Maybe. It would kind of depend on the situation. Ultimately, what this comes down to is the existence of a closed release, and how closed is too closed. In general, our rule of thumb is if there exists a member of the general public that can access the game, then it's kosher, however, I don't think it's necessarily reasonable to argue that the gaming press are members of the general public. Although review copies do technically exist in the wild weeks before release for pretty much every game in existence, I don't think it's reasonable to call that a perfect loophole for every game ever.
I'm going to work through two recent examples: the Dark Souls 3 streamer release, and the Overwatch closed beta, which was not technically limited to streamers.
The Dark Souls 3 early release was available only to popular streamers. In general, when game companies give out copies like this to particular people in exchange for a review, or for free publicity, it is referred to as a press copy. And in this case, the release was limited to popular streamers only. In this particular case, I would say that questions about the game should wait until the game is released to the general public in any region. This is what happened anyway, so there wasn't really an issue.

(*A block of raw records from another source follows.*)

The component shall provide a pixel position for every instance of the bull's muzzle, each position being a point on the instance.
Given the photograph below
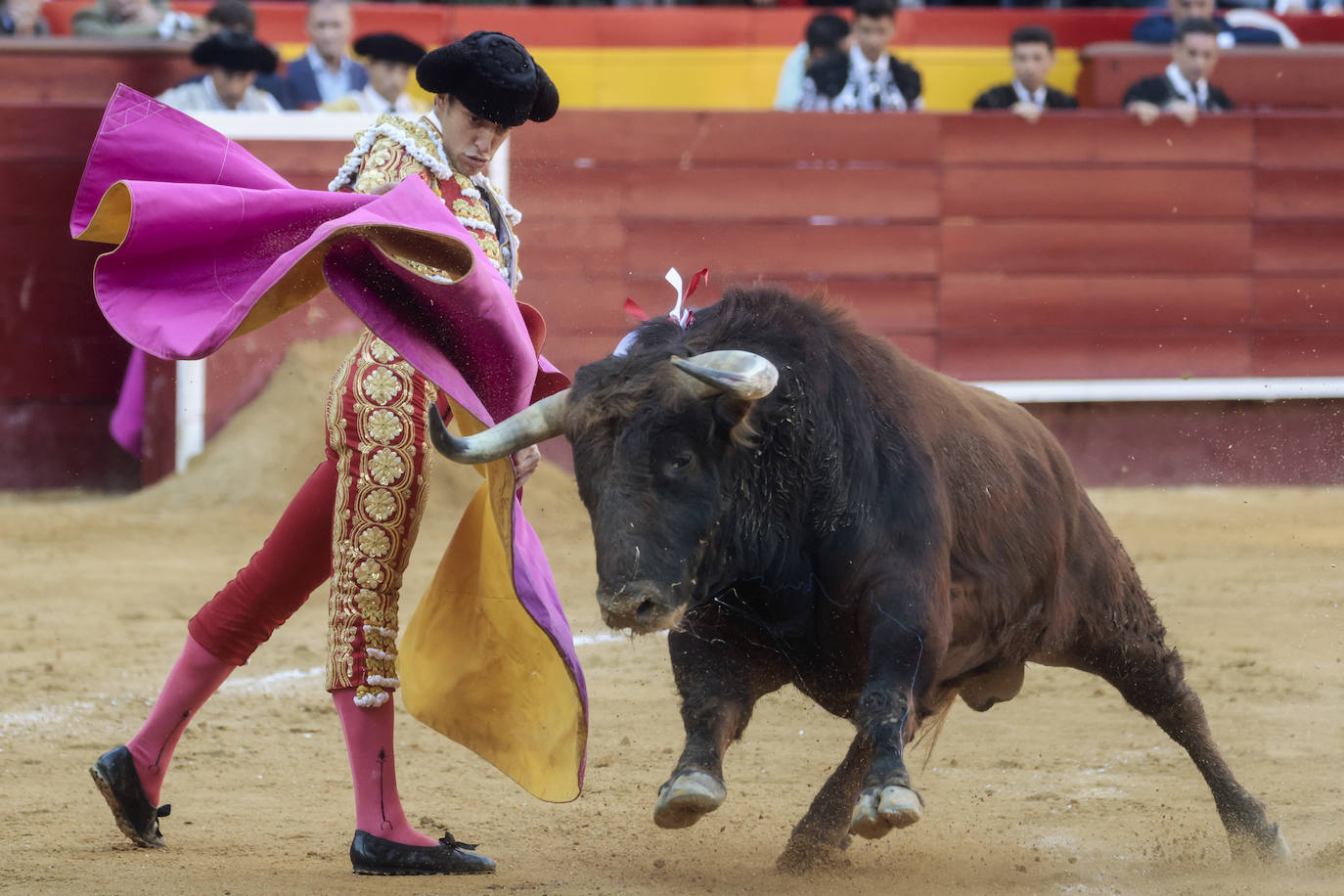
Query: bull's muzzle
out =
(639, 606)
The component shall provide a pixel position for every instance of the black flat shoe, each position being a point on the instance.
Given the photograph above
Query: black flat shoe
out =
(377, 856)
(114, 773)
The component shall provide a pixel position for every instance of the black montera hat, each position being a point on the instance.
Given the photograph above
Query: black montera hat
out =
(492, 75)
(390, 47)
(236, 51)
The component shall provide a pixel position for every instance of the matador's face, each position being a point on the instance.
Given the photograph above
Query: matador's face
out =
(470, 140)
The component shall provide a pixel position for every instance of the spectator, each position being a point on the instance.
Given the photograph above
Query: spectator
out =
(1032, 49)
(1161, 27)
(1183, 90)
(826, 34)
(824, 81)
(233, 60)
(230, 15)
(1303, 7)
(144, 19)
(22, 19)
(391, 58)
(875, 81)
(238, 15)
(326, 72)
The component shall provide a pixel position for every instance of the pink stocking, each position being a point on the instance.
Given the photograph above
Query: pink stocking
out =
(369, 740)
(197, 675)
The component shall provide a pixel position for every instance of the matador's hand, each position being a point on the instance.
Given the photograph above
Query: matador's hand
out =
(524, 464)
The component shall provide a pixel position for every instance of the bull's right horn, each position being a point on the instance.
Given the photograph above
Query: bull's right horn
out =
(531, 425)
(743, 375)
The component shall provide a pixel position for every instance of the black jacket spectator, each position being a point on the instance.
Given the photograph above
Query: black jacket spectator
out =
(1005, 97)
(1159, 90)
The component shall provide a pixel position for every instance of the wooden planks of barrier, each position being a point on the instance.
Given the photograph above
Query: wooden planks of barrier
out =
(1086, 246)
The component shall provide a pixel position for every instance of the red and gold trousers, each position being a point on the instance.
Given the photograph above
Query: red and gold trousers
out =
(354, 520)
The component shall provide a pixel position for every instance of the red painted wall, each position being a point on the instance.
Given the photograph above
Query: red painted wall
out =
(1080, 247)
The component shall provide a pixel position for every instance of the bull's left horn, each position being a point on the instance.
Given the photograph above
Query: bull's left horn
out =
(531, 425)
(743, 375)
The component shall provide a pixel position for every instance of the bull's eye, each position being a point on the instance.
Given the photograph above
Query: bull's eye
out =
(679, 463)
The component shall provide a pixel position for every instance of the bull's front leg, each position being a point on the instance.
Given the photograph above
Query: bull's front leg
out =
(898, 658)
(718, 690)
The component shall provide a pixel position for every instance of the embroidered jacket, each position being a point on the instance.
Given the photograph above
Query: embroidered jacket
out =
(395, 148)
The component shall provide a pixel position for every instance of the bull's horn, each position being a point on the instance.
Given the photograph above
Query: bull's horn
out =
(531, 425)
(743, 375)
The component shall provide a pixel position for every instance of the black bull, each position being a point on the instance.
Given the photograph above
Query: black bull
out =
(877, 535)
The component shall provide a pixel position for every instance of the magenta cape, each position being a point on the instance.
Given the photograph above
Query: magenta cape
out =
(212, 244)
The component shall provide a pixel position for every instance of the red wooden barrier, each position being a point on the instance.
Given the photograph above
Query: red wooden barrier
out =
(1081, 247)
(1253, 76)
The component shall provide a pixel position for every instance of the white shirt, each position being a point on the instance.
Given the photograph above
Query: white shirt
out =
(787, 92)
(201, 96)
(872, 86)
(1034, 97)
(331, 86)
(1196, 94)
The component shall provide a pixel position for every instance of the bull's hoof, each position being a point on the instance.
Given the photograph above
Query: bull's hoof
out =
(880, 809)
(686, 797)
(1268, 848)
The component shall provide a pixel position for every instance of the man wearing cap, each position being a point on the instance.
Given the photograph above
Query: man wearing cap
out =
(355, 518)
(391, 60)
(232, 60)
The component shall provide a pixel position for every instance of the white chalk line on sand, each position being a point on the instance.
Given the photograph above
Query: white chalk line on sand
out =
(285, 680)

The Overwatch closed beta, on the other hand, was different. That ran on a lottery system, where anyone who signed up was eligible to receive an invitation to the closed beta. It was not open only to a limited group (well, I guess it was open only to those who had a Battle.Net account, and indicated they were interested in being invited to the beta), so in this sense, that was open to the public, and questions should be allowed. Again, though, the game is released now, and to my knowledge, no questions were asked during the closed beta.